The harsh living conditions of the seashore, the impact of strong waves, and the buoyant force of water turn out to be selective forces in evolution. Only organisms that developed strategies for holding tightly to surfaces survived. The science of the mussel's strong adhesion was the subject of famous work done by Brown in 1952 [90], and later, Waite and Tanzer made a major breakthrough [91]. In their study, they found that MAPs in threads and plaques have extensive amount of posttranslationally modified amino acids. This result immediately suggested that the modified amino acids might be the key players in strong adhesion. Subsequent biochemical analysis confirmed that MAPs contained two modified amino acids, 3,4-dihy-droxy-L-phenylalanine (DOPA) and hydroxyproline (Hyp), both of which were found in decapeptide repeat motifs in the protein named Mytilus edulis foot protein-1 (Mefp-1). So far, five adhesive proteins have been identified (Mefp-1 through Mefp-5). We will discuss their biochemistry, the adhesion chemistry of DOPA, and finally the potential medical applications using either whole MAPs or their functional mimics. Characterization of Mussel Adhesive Proteins

Mefp-1 is perhaps the best-characterized MAP. It has molecular weight ^110,000 Da and is composed of tandemly repeating (75-80 times) decapeptides with the following primary sequence: N-Ala-Lys-Pro-Ser-Tyr-Hyp-Hyp-Thr-DOPA-Lys-C, which was obtained by extensive tryptic digests [92]. Further chemical analysis found positional variations of posttranslational modification among the repetitive decapeptides. For example, some peptide fragments contained a DOPA residue instead of tyrosine at the fifth position and a Hyp instead of a proline at the third position and vice versa [93]. Nearly a decade later, it was discovered that another type of posttranslational modification of proline, trans-2,3-cis-3,4-dihydroxyproline was present at the sixth position in the decapeptide sequence [94]. Therefore, the corrected primary sequence of Mefp-1 decapeptide was revised to N-Ala-Lys-Pro-Ser-Tyr-Hyp-di'Hyp-Thr-DOPA-Lys-C.

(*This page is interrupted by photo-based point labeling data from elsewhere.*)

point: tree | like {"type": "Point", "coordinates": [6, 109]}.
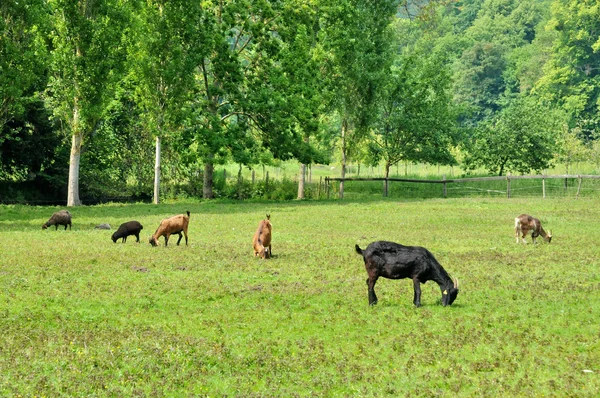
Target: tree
{"type": "Point", "coordinates": [520, 138]}
{"type": "Point", "coordinates": [86, 59]}
{"type": "Point", "coordinates": [248, 95]}
{"type": "Point", "coordinates": [355, 36]}
{"type": "Point", "coordinates": [570, 148]}
{"type": "Point", "coordinates": [23, 59]}
{"type": "Point", "coordinates": [572, 75]}
{"type": "Point", "coordinates": [170, 40]}
{"type": "Point", "coordinates": [416, 119]}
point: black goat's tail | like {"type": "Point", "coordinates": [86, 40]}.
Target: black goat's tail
{"type": "Point", "coordinates": [358, 249]}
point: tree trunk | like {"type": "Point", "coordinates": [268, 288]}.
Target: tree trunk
{"type": "Point", "coordinates": [301, 181]}
{"type": "Point", "coordinates": [386, 186]}
{"type": "Point", "coordinates": [157, 172]}
{"type": "Point", "coordinates": [73, 188]}
{"type": "Point", "coordinates": [209, 169]}
{"type": "Point", "coordinates": [344, 128]}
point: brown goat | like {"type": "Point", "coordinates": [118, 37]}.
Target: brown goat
{"type": "Point", "coordinates": [262, 239]}
{"type": "Point", "coordinates": [169, 226]}
{"type": "Point", "coordinates": [525, 223]}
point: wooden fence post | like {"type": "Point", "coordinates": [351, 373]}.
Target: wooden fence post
{"type": "Point", "coordinates": [267, 182]}
{"type": "Point", "coordinates": [444, 178]}
{"type": "Point", "coordinates": [385, 187]}
{"type": "Point", "coordinates": [543, 187]}
{"type": "Point", "coordinates": [319, 187]}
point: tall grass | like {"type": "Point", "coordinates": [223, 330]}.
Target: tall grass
{"type": "Point", "coordinates": [81, 316]}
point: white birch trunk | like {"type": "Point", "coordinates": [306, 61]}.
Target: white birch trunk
{"type": "Point", "coordinates": [209, 169]}
{"type": "Point", "coordinates": [344, 127]}
{"type": "Point", "coordinates": [301, 181]}
{"type": "Point", "coordinates": [157, 173]}
{"type": "Point", "coordinates": [73, 187]}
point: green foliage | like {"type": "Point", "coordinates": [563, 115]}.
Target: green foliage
{"type": "Point", "coordinates": [23, 58]}
{"type": "Point", "coordinates": [520, 139]}
{"type": "Point", "coordinates": [86, 59]}
{"type": "Point", "coordinates": [572, 76]}
{"type": "Point", "coordinates": [416, 117]}
{"type": "Point", "coordinates": [82, 316]}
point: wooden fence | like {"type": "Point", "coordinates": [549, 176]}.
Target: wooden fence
{"type": "Point", "coordinates": [444, 182]}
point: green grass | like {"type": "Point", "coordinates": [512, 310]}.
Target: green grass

Contrary to the initial belief that the biological role of Mefp-1 was as a potent adhesive protein, immunohistochemistry using the antibody raised against recombinant Dreissena polymorpha foot protein-1 (Dpfp-1), a close homolog of Mefp-1, showed unexpected tissue distribution of Mefp-1. The antibody specifically bound to nascent threads, but not to adhesive plaques (Figure 3.7), suggesting that the role of Mefp-1 might be the waterproof, hydrophobic outer coating of byssal thread [95]. This conclusion was further supported by the poor solubility that resulted after an oxidative cross-linking reaction between decapeptides. The catechol moiety of DOPA has a redox potential that causes it to undergo spontaneous oxidative cross-linking at ambient conditions. Two major cross-linking pathways have been suggested: (1) amine addition to the aryl ring of DOPA (Michael addition) and (2) aryl-aryl coupling between DOPA residues. In vitro cross-linking experiments clearly showed aryl coupling reactions (diDOPA) detected in both solid-state 13C NMR and MALDI-TOF mass spectrometry [96,97]. Additionally, mass spectrometry data suggested intermolecular Michael-addition reactions between Lys2 (or Lys10) and DOPA9, although this conclusion awaits confirmation as multiple adjacent peaks interfered with reliable analysis [97]. Two conflicting structural studies, a bent right-handed a-helix [98] and a left-handed type II polyproline helix [99] were reported. Despite the difference, these findings also support the suggested biological role of Mefp-1 as the hydrophobic outer coatings in byssal threads. The reason for this is that the a-helical structure was shared in both structural models and this common denominator strongly suggests that the decapeptide is the basic rigid structural unit, that when repeated 80 times, can achieve a long rodlike structure. In addition, this repeating structure facilitated extensive DOPA-mediated intermolecular cross-linking, resulting in tough waterproof proteinaceous materials. These physical features were confirmed: triggering oxidation of DOPAs in a film made of Mefp-1 by periodate or mushroom tyrosinase drastically increased its stiffness with remarkable volume shrinkage and decrease in solubility [100]. Taken together, these results showed that the functionality of Mefp-1 resided in the stiff coating of byssal threads rather than in adhesive plaques.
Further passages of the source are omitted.